I have someone who gave me a nitro rc, its a maximus st? not sure if that's traxxas or not. He built the car and put a engine in it and said it had been cleaned and rebuilt but had not started it. I just learned about glow plugs and and getting it started. I started it this evening after work and it cranked right up but also seemed to be getting a ton of power so I picked the rear end up and tried the brake on the controller and it almost stopped the tires from spinning, then it shut off. I restarted it and let the tires spin while I tried adjusting the trim for the throttle on the controller and it didn't seem to help, but at this point I noticed the tires were spinning extremely fast and what seems to be fuel was pouring out of the exhaust or spraying I should say. so I pinched the fuel line to stop it. I also noticed that my almost half full fuel tank was now virtually empty. I then adjusted the low speed screw thinking it may have been way to "open" and re-cranked. this time it seemed to have even more "power" headed to the wheels as the tires started to come off the rims. I quickly adjusted the high speed screw to see if that helped and it made it worse the engine revved even higher so I undid the adjustment and it started to rev even higher before falling back off slightly before cutting off from being completely out of fuel. now I have a bunch of fuel all over the porch and not sure what action I need to take to at least get this running so I can "tune" it? the engine is a FR 18? not sure how to proceed but afraid that I may burn it up....not sure how to adjust the high and low to factory or how to adjust them both to closed so I can "open" them up slowly to see how it goes. sorry for the long post, any help would be greatly appreciated.....
 
https://www.rcnitrotalk.com/forum/threads/nitro-tuning-tips-and-tuning-flow-chart.60832/
There is a TON of info including the info you are looking for in this post. Please read thru it all. After you are familiar with this, fire out some more specific questions and I/we will be happy to get you straightened out! You are in good hands now!

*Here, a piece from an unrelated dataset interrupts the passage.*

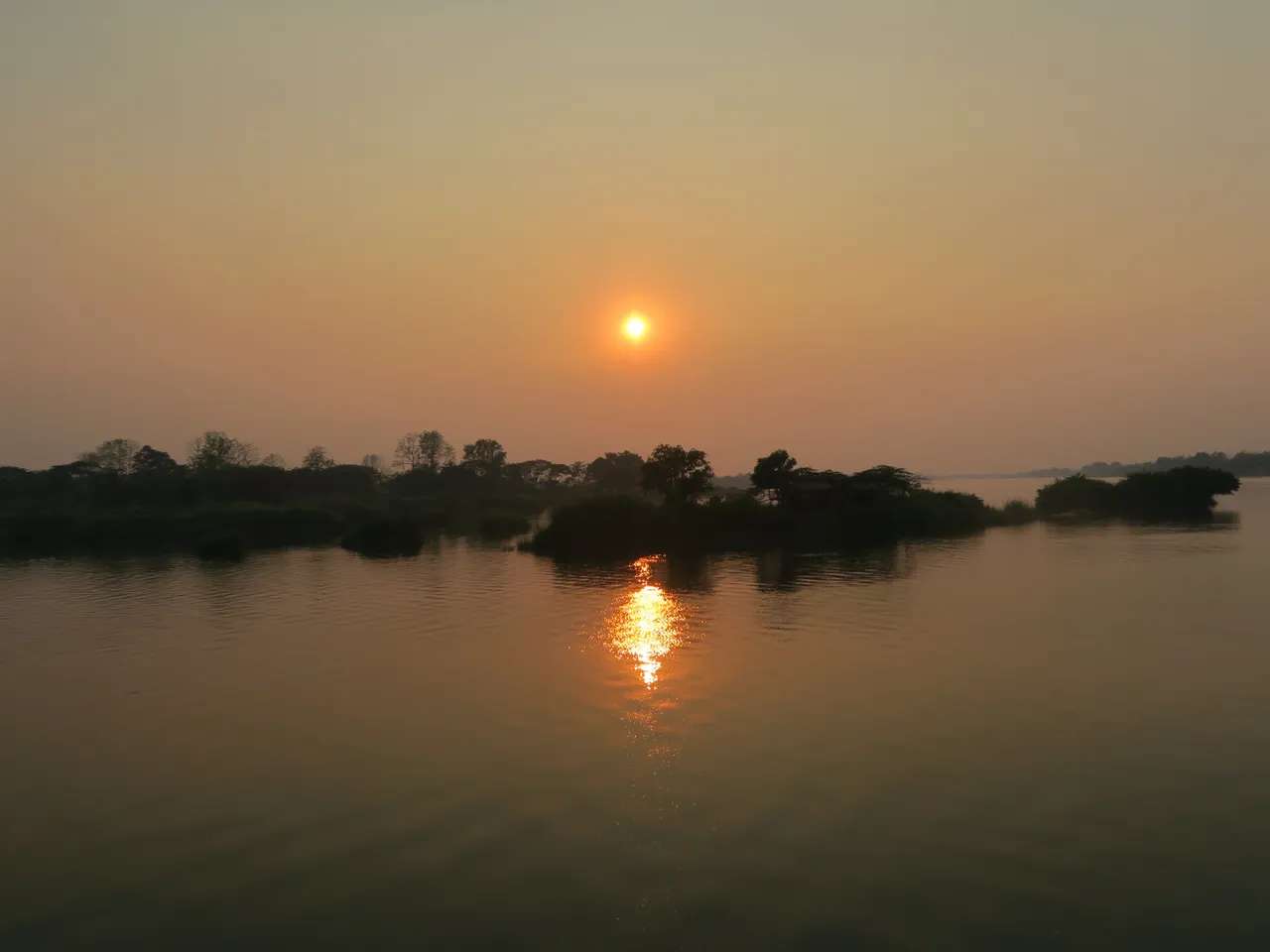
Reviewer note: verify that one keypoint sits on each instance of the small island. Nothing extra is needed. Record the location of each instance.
(225, 502)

Just as a beginning to what you need to be doing... Set your carb gap. It should be set at approx 1mm. Use an Allen wrench if you don't have anything else to gap it correctly. The post will show you where to find the gap set screw. After that is set, be sure that your throttle rods are set so that neutral is REALLY neutral. No gain or back pressure on the carb, just touching.

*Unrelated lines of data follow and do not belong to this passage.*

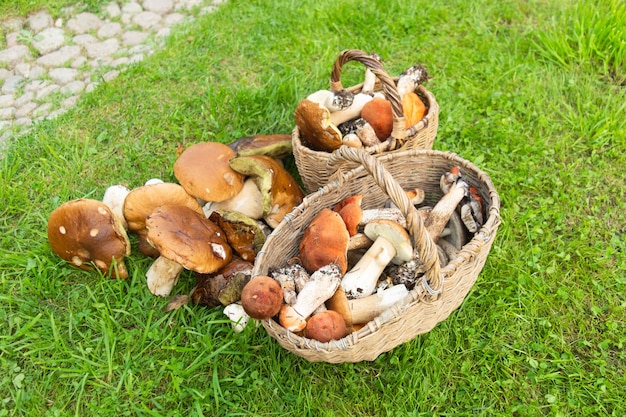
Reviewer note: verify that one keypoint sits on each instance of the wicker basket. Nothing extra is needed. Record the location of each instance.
(316, 167)
(441, 290)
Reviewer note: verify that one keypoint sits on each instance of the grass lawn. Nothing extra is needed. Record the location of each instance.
(533, 92)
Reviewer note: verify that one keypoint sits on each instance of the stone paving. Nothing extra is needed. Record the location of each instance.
(47, 64)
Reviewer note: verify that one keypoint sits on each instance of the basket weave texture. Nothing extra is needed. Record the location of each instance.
(441, 290)
(317, 167)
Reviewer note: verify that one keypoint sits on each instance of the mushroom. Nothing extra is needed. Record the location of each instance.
(280, 191)
(324, 241)
(326, 326)
(248, 201)
(142, 201)
(204, 171)
(85, 232)
(332, 100)
(114, 197)
(277, 146)
(183, 236)
(316, 126)
(362, 310)
(391, 244)
(378, 114)
(323, 284)
(455, 188)
(262, 297)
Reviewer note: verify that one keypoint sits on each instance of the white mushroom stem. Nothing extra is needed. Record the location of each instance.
(351, 112)
(114, 197)
(323, 284)
(237, 316)
(163, 276)
(367, 308)
(440, 214)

Next is to set the carb back to manufacturer's beginning settings. This is usually a very rich setting and used because it is often where ppl need to get back to as they are familiarizing themselves with carb adjusting during motor break in procedures.
This will require identifying the engine (and the kit itself would be helpful)

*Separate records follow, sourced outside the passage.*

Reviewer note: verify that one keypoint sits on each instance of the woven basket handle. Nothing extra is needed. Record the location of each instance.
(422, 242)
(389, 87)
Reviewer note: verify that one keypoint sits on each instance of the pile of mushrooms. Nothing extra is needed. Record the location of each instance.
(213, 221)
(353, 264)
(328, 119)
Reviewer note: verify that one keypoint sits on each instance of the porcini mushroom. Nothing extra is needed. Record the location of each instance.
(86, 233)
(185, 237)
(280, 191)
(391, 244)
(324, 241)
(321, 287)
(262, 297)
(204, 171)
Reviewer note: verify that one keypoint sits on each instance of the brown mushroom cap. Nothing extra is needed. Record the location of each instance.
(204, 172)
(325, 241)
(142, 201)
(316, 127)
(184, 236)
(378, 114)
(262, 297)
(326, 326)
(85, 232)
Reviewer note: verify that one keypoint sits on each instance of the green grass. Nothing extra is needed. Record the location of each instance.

Please post pics of the rig. The engine, the car itself and any close-up of markings etc.
Good luck!
We will be here when you're ready!
 
https://www.rcnitrotalk.com/forum/threads/nitro-tuning-tips-and-tuning-flow-chart.60832/
There is a TON of info including the info you are looking for in this post. Please read thru it all. After you are familiar with this, fire out some more specific questions and I/we will be happy to get you straightened out! You are in good hands now!
Just as a beginning to what you need to be doing... Set your carb gap. It should be set at approx 1mm. Use an Allen wrench if you don't have anything else to gap it correctly. The post will show you where to find the gap set screw. After that is set, be sure that your throttle rods are set so that neutral is REALLY neutral. No gain or back pressure on the carb, just touching.
Next is to set the carb back to manufacturer's beginning settings. This is usually a very rich setting and used because it is often where ppl need to get back to as they are familiarizing themselves with carb adjusting during motor break in procedures.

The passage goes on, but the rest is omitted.